How to Train Your Dragon
The first lit festival in Bhutan introduced the Bhutanese to their own readership
Mountain Echoes, the first India-Bhutan literature festival, was unpretentious, informal and made sure that the Indian contingent got a summer vacation out of it in pleasant Thimphu. The “India” part of the three-day festival that began on May 17 was suspect: there were no writers from the South, poet-novelist Sampurna Chattarji and author Chetan Bhagat represented Mumbai, and there was a host of authors and publishers from Delhi. The “Bhutan” part was a sad revelation: there is no industry and no publishing houses and the Bhutanese authors and poets struggle to find printers and have their work reach the bookstores; and even then books are expensive with a monograph costing about Rs 400, a novel Rs 800-900.

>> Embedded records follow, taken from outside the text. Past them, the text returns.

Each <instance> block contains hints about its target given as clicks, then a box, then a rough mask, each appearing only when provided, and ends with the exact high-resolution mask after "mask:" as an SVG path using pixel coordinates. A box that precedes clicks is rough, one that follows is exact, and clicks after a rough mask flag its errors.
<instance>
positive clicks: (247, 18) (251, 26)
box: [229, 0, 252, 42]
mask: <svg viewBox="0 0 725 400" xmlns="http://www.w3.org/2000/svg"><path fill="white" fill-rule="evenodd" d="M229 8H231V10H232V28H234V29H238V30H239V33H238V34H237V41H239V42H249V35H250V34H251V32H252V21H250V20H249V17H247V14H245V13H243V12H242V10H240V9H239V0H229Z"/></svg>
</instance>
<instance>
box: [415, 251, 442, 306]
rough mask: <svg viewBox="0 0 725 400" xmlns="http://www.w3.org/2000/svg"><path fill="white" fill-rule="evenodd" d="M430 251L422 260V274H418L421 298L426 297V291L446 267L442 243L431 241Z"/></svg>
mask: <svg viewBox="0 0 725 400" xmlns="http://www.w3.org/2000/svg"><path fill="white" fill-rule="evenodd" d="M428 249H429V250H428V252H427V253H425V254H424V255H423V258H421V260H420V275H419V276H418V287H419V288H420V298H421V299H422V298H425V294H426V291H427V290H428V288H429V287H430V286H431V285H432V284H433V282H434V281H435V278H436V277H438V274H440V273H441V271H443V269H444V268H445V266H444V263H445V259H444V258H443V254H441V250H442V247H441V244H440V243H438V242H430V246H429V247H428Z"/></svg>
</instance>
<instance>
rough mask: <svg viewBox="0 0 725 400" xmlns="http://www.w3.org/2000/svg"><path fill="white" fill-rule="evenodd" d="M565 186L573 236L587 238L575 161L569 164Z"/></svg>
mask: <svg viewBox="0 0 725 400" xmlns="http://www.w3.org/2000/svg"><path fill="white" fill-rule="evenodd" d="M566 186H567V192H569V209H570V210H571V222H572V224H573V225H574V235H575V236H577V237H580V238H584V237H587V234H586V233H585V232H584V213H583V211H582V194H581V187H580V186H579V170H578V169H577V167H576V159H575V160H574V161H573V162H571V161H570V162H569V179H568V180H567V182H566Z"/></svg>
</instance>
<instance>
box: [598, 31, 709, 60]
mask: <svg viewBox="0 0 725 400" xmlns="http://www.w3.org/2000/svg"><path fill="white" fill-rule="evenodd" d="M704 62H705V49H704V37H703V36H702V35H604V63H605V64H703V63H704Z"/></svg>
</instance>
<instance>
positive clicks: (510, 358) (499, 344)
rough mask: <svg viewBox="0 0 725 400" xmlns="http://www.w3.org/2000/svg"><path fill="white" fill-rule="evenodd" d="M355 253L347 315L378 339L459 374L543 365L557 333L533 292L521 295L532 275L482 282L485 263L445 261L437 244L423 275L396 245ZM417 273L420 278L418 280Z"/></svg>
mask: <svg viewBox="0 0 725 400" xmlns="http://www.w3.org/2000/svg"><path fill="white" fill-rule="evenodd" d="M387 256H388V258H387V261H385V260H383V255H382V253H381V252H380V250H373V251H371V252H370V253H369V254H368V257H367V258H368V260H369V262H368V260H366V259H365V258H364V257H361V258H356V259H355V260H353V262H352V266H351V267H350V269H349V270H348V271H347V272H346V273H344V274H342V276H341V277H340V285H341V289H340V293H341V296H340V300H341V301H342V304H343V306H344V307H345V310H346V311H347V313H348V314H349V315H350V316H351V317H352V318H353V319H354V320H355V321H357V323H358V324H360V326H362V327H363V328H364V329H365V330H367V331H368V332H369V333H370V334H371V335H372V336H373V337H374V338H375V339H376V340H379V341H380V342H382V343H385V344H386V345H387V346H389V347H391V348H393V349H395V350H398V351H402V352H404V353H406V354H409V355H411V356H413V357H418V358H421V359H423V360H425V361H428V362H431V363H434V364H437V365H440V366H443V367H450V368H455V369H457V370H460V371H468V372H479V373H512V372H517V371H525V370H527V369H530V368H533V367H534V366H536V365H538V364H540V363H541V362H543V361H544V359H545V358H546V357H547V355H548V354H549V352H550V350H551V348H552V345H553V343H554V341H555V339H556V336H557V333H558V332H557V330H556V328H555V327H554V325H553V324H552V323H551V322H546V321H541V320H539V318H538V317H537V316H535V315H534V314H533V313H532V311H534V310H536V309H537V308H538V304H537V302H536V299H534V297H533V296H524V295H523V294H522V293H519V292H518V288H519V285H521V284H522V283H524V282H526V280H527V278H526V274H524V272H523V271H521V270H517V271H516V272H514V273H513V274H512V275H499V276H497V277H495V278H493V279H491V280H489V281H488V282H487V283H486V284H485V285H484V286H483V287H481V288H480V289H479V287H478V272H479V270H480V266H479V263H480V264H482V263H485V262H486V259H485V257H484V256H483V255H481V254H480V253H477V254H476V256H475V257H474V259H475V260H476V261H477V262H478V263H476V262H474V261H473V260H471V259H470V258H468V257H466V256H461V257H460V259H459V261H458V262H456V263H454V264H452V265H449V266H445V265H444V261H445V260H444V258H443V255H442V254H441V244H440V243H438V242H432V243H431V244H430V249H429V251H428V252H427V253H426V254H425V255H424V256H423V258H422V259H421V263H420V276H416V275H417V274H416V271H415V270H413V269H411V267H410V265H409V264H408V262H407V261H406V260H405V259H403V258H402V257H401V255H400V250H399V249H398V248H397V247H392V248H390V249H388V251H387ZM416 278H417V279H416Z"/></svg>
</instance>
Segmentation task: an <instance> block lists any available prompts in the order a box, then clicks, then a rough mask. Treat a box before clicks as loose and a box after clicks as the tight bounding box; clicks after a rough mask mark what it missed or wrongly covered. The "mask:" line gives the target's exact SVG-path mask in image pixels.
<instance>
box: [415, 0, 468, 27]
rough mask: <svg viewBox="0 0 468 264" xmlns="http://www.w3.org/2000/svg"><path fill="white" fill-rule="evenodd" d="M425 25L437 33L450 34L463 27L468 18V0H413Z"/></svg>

In the face of all that, the festival helped Bhutanese authors such as Dasho Karma Ura, Kunzang Choden and Sonam Kinga reach out to their people, including schoolchildren who attended the festival. “We face the danger of losing our oral traditions if we cannot preserve them in books,” says Choden, who began writing her books rather late in life, and in the beginning it was only for her children growing up in America.
Kinga speaks rapidly and slows down only to recite verses in a Bhutanese dialect. “I studied English literature and wondered about the poetry of my own people. I began to trace the tradition of poetry in my village and it was difficult because nobody had ever written it down and only few could recall more than a few stanzas,” says Kinga who has now published a collection of those poems. He is also one of the few Bhutanese authors who have travelled to India for a literary festival, in 2007, when he released his book at the Neemrana Literary Festival. Khasi poet Kynphan Sing Nongkynrih discovered a shared passion for archery with Bhutanese archer and ethnomusicologist Jigme Drukpa, but such connections were few and far between at the festival.
Since books are difficult to find and purchase in Bhutan, even in the capital city of Thimphu, where the festival was held, not many Bhutanese were aware of the Indian contingent of authors. Bhagat went unnoticed till he read out a section from his last book 2 States: The Story of My Marriage . Graphic novelist Sarnath Banerjee found himself explaining to many a pretty Bhutanese girl what a graphic novel was all about. But author, lyricist, filmmaker Gulzar was semi-mobbed wherever he went: the Bhutanese watch plenty of Bollywood to know that the grey-haired man was responsible for the wicked verses of Beedi, Kajra re and the recent Dhan ta nan.